High school educational activities on Napoleon Bonaparte should focus on Napoleon's influence and leadership during the French Revolution. Students can complete classroom assignments to further their understanding of the social, political and economic times in which Napoleon lived. Conduct a mock trial, organize a Napoleon-era newspaper, draw wartime posters and create resumes for Napoleon. Provide academic materials and art supplies to help students complete their assignments.
Host a mock trial with your class, suggests Patrick Cronin, high school history teacher in Oakton, Virginia, on his website CroninsClass.com. The charge against Napoleon might be his abuse of power or crimes against humanity. Students can determine whether Napoleon was a patriotic leader or a power-hungry dictator. Assign roles to your class, such as prosecuting attorneys, defense attorneys, jury members, military experts and key witnesses -- aristocrats, family members and soldiers in Napoleon's army. As the teacher, you might play the role of judge or Napoleon, or assign students to those positions. Ask attorneys to formulate and present their statements to the jury and advise key witnesses to research their roles, so they respond appropriately to interrogation. Have jury members work together to come up with a guilty or not guilty sentence for Napoleon.
Create a Napoleon-era newspaper, suggests author and social studies teacher at the Village Community School in New York, Joan Brodsky Schur. Divide your class into groups of five or six students each and assign responsibilities, such as copy editing, writing, designing layouts, organizing pictures and creating headlines. Provide newspaper-creation software or templates for your class to use. Give your class ideas for the content of the newspaper, such as Napoleon's rise to power or how the Napoleonic era changed Europe, recommends Schur. Students might also include editorials and a section on famous artists or writers in their newspaper.
Make individual wartime posters that either advertise and solicit young soldiers to join Napoleon's army or encourage French patrons to stay out of the war. Students can choose the angle they want to take. Instruct students to include statistical information about the French Revolution and use photographs or drawings of Napoleon on their posters. Allow students to use the Internet and the school library to research facts about Napoleon and his wars. Display the finished posters around the room for classmates and visitors to see.

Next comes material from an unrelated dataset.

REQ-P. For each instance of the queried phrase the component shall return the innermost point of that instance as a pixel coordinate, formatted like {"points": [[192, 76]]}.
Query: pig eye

Write individual resumés for Napoleon, stressing his education, previous work experience and admirable character traits. Allow students to use online resources to research Napoleon's historical timeline and his successes. Because resumés stress the positive, remind students that Napoleon also had shortcomings, but they shouldn't include them on his resumé. This hands-on activity serves a two-fold purpose -- it offers a deeper understanding of Napoleon's victories and conquests and allows high school students to practice writing resumés.